Monday, May 21, 2007


V-twins: Preferential treatment has always made them a winning design

Obligatory preface: I am, always have been, and always will be a fan of any well-tuned, hi-performance, v-twin sportbike. Just the sound alone of a Ducati 998 or RC51 makes me want to go out and buy one. Furthermore, I can certainly understand why the average street rider would fall in love with all that bottom-end grunt and gobs of torque -- it's arguably a perfect design and tuning configuration for life on the street.

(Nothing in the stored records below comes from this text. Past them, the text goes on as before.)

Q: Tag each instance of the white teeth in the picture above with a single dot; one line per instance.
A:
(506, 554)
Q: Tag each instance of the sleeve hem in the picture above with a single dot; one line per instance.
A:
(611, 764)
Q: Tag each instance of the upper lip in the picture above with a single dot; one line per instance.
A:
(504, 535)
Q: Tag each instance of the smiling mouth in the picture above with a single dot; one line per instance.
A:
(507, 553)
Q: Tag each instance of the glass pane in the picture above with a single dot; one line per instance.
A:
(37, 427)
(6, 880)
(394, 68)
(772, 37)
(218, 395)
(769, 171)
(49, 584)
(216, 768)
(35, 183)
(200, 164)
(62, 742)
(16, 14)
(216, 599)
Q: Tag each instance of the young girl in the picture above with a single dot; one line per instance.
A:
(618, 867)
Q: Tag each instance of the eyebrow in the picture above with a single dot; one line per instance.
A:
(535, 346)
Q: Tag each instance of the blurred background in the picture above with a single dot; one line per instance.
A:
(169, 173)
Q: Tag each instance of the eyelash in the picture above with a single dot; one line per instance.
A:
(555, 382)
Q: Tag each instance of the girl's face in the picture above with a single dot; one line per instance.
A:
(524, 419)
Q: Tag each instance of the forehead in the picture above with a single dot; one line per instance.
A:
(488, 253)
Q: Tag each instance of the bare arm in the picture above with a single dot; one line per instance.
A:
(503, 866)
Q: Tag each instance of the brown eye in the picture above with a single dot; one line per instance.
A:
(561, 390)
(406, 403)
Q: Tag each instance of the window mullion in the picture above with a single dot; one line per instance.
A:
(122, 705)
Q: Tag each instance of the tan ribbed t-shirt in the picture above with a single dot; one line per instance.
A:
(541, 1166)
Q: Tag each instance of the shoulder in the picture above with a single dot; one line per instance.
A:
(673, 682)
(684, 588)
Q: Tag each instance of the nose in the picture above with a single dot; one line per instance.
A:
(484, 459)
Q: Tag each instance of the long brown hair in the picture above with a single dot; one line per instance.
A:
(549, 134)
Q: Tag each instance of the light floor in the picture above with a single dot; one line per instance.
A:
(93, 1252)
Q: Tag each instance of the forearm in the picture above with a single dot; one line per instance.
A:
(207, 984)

Now then, with that said, let's move on to the primary theme of this article: I am continually flabbergasted at the repeated historical instances of preferential treatment the v-twin has been given by various sanctioning bodies the world over. During the 1990s in both the AMA and WSB, twins were allowed an extra 250cc over their 4-cylinder competition in an effort to keep them competitive. It worked too well, as you may recall. That era of World Superbike is often remembered as 'The Ducati Cup' by those of us who saw the v-twin race bike for what it was -- unfairly advantaged. Things were similar in America, too, where in the early aughts, a young Nicky Hayden had the oomph of his HRC RC51 to partially thank for his AMA Superbike championship, a season which springbarded him into MotoGP, where he incidentally celebrated his first world championship last year.

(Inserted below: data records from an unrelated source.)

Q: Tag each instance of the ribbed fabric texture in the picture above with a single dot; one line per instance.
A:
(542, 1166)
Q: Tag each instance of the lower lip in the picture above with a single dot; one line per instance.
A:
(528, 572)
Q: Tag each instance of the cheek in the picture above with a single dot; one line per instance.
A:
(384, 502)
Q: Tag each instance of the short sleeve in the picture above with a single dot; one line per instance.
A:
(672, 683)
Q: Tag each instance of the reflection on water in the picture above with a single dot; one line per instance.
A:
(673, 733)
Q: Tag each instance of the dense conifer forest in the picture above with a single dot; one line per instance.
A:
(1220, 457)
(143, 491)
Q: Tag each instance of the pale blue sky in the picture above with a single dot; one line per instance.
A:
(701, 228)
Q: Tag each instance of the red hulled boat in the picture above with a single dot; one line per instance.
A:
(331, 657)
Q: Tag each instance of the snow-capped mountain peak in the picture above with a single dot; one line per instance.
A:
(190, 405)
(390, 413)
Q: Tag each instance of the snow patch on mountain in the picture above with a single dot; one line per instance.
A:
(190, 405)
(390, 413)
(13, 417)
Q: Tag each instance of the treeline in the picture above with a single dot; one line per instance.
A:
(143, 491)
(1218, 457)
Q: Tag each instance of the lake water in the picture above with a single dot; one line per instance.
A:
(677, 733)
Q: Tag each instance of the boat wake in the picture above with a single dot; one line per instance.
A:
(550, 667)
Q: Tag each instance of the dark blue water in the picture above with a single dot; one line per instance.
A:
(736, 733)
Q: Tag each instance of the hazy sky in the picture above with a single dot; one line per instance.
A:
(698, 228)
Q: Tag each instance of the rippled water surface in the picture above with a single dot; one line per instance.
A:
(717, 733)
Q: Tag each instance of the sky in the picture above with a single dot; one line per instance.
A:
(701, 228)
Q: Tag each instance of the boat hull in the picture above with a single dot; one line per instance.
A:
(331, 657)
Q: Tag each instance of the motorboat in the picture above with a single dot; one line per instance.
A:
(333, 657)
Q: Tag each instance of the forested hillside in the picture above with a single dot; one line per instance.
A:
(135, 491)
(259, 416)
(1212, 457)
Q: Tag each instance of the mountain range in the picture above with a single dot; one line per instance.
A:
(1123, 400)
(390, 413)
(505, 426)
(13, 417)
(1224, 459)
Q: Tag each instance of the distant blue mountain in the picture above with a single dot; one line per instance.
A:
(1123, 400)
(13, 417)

Even the NHRA jumped on the let's-pamper-the-twin-with-preferential-treatment bandwagon for a while. Arguably still, even. And if you don't think the unfair advantage given the two-cylinder platform made a difference in the series, you might ask NHRA Pro Stock Motorcycle champ Andrew Hines how he likes his V-Rod dragbike. My guess is he thinks it's a peach.

But in recent seasons, things have been relatively well. All superbikes are allowed the same displacement, and with the help of some minor tuning advantages for the twin, competition has improved. The parity doesn't seem to've hurt the likes of Ducati in particular. In reference, I call your attention to the great Troy Bayliss and his dominaion of the WSB series last year.

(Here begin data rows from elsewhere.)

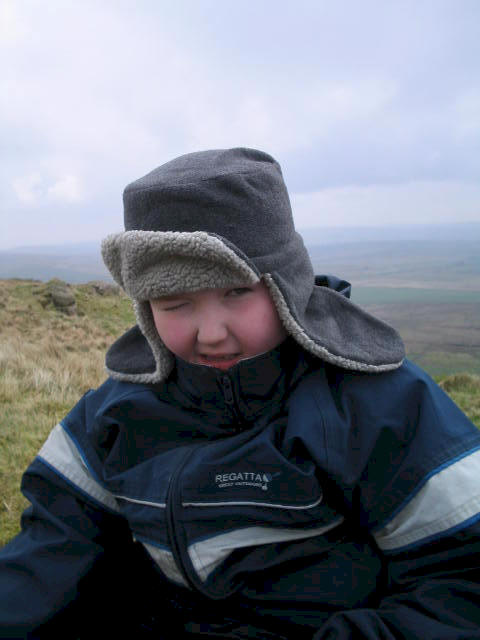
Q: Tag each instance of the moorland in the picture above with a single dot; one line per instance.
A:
(423, 281)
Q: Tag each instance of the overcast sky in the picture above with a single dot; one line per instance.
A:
(372, 108)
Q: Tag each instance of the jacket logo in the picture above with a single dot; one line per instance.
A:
(243, 479)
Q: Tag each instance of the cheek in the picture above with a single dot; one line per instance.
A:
(262, 329)
(175, 334)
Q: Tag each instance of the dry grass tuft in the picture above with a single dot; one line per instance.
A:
(48, 360)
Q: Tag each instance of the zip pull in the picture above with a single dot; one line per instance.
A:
(227, 389)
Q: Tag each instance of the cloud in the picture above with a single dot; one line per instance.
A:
(383, 96)
(67, 189)
(28, 188)
(419, 202)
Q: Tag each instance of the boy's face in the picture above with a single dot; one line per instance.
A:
(218, 327)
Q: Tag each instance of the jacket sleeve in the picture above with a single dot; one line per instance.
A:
(410, 475)
(73, 552)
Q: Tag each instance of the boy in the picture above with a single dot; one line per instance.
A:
(262, 462)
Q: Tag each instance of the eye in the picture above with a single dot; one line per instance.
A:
(169, 305)
(238, 291)
(174, 306)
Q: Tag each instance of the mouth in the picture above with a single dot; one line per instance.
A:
(219, 361)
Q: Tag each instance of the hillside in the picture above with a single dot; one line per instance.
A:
(48, 359)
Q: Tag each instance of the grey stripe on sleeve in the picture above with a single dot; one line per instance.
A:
(61, 453)
(208, 554)
(448, 499)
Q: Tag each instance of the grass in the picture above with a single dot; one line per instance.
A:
(49, 359)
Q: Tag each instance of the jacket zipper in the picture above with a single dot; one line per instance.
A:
(172, 529)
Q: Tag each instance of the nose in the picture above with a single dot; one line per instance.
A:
(212, 328)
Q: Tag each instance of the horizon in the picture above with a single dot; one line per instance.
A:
(372, 110)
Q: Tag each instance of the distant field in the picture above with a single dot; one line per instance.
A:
(364, 295)
(440, 327)
(49, 359)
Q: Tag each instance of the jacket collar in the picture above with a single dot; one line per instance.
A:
(242, 391)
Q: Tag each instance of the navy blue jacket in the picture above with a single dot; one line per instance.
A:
(283, 498)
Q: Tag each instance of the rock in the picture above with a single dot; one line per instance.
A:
(62, 297)
(104, 288)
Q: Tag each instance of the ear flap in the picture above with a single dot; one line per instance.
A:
(112, 256)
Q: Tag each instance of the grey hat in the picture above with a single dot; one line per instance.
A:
(222, 218)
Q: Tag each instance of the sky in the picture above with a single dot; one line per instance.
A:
(372, 108)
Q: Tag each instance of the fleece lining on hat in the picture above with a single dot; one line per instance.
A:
(222, 218)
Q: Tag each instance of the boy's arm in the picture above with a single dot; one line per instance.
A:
(408, 461)
(433, 593)
(62, 544)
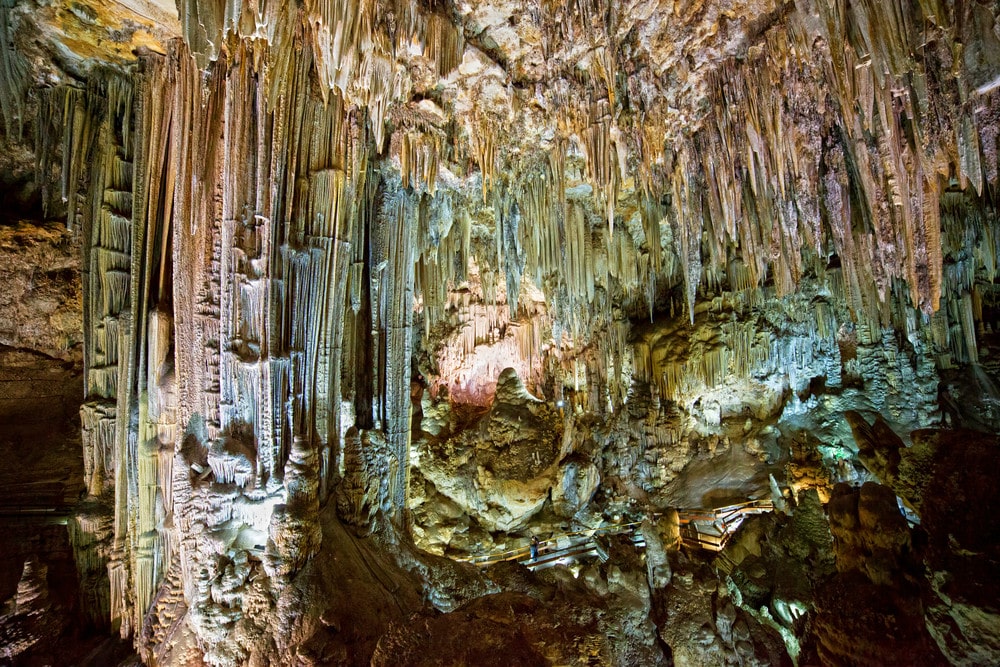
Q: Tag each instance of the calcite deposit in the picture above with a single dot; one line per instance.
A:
(357, 332)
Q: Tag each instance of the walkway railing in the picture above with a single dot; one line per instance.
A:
(708, 529)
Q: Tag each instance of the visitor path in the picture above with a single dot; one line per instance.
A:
(707, 529)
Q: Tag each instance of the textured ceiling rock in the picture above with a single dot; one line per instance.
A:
(290, 207)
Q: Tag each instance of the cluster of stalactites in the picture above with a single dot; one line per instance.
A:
(358, 46)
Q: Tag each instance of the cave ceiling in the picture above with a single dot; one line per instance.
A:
(336, 276)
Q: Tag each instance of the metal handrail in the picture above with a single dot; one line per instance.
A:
(686, 517)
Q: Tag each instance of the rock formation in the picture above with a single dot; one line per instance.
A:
(350, 295)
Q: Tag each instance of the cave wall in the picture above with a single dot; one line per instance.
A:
(673, 205)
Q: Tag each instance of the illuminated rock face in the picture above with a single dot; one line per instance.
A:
(576, 261)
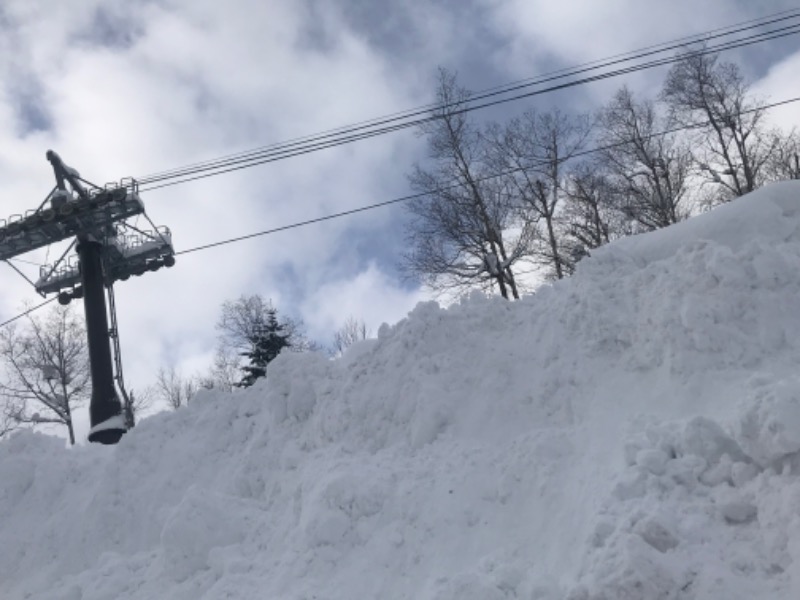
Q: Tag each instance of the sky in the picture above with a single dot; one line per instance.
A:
(131, 88)
(631, 432)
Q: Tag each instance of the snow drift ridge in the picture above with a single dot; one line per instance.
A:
(632, 432)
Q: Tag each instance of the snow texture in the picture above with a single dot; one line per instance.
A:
(630, 433)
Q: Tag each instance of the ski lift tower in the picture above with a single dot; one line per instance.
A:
(108, 250)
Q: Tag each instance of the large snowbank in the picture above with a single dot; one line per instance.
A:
(630, 433)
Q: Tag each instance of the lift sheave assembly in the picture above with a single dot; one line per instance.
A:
(107, 249)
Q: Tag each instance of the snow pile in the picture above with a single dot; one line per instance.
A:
(631, 433)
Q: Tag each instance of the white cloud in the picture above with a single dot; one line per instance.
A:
(135, 87)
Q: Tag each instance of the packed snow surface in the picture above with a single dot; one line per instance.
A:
(632, 432)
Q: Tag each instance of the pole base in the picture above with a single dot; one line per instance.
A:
(109, 431)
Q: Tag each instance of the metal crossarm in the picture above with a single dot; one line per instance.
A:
(105, 254)
(93, 215)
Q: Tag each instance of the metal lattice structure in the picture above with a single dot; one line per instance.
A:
(108, 249)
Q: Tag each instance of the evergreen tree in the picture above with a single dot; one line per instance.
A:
(266, 344)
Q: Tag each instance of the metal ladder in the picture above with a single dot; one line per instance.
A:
(113, 333)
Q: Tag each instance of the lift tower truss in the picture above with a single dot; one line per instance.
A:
(107, 250)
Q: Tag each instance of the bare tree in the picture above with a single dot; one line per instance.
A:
(172, 388)
(733, 145)
(47, 369)
(351, 332)
(459, 228)
(137, 403)
(7, 423)
(648, 168)
(591, 215)
(530, 152)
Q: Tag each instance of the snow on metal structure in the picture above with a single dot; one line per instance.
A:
(107, 250)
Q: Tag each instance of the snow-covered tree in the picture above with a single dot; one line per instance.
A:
(266, 344)
(348, 334)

But now, history may be on the verge of repeating itself, as Ducati has petitioned to be allowed yet another displacement advantage to the v-twin racing platform. This in an effort to acquire permission for racing the latest version of Ducati's production superbike, the 1098. Here we go again.


In any case, displacement parity should be the order of the day, and if the antiquated concept that is the v-twin motorcycle engine can't hang competitionwise, then let's remove it from the grid. There's a reason nobody races singles in Superbike. Perhaps it's time that same logic was applied to two-cylinder bikes.